Research

Visualizing History: Modeling in the Eternal City

RomeLab simultaneously pushes boundaries of argumentation and technology. Informed by theoretical work in critical cartography and information visualization, rather than Beaux-Arts tradition of reconstruction, the visualizations created in RomeLab serve as digital laboratories.

Procedural Modeling Techniques

The current iteration of RomeLab is heavily invested in procedural modeling techniques rather than more traditional, CAD/CAM, 'hand-built' digital modeling. The underlying goal is the rapid and iterative generation of three-dimensional city prototypes to be used for experimentation and argumentation.

 

Humanities Virtual World Consortium

The RomeLab project operates under the aegis of the Humanities Virtual World Consortium, an international project funded by the Mellon Foundation.

humvw.org: the CMS

The content management system of RomeLab is built on a prototype Drupal CMS core.

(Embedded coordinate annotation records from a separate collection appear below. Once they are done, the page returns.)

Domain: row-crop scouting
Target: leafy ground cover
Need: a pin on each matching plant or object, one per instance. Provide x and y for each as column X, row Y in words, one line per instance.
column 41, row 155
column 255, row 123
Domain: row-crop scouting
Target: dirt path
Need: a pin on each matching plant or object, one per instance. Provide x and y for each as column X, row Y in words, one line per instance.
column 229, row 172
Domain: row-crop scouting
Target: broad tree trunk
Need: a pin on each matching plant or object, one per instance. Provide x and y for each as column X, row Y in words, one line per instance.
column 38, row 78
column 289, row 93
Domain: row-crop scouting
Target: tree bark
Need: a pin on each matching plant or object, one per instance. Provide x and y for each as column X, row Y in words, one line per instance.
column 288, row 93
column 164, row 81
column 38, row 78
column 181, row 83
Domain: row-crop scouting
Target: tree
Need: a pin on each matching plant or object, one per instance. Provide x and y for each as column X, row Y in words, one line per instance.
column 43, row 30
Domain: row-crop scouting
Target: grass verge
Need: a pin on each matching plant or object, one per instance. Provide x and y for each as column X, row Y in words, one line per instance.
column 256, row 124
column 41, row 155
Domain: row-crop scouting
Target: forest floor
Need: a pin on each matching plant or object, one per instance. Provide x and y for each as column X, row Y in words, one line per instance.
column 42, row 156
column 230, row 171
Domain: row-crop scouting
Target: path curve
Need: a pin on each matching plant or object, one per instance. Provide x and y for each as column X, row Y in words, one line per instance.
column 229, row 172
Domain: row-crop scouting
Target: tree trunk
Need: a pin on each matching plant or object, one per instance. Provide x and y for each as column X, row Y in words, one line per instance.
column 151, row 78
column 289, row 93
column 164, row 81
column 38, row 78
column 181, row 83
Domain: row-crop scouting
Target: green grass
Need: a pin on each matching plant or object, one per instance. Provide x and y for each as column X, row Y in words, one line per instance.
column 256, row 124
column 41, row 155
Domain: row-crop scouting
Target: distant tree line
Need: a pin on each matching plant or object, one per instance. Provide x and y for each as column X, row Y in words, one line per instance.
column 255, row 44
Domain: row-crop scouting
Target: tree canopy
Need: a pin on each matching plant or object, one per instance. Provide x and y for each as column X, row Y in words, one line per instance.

The front end to the back end handles RomeLab's data management needs.

CityEngine and Metadata

At the heart of the project is a data driven effort to document source material and convey it through interactive three-dimensional interfaces. Following the analogy of text-based critical edition, RomeLab created three critical editions of the spaces it studies, one for the Forum of 210 BCE, one for the Forum of 160 BCE, and one for the Forum of 44 BCE.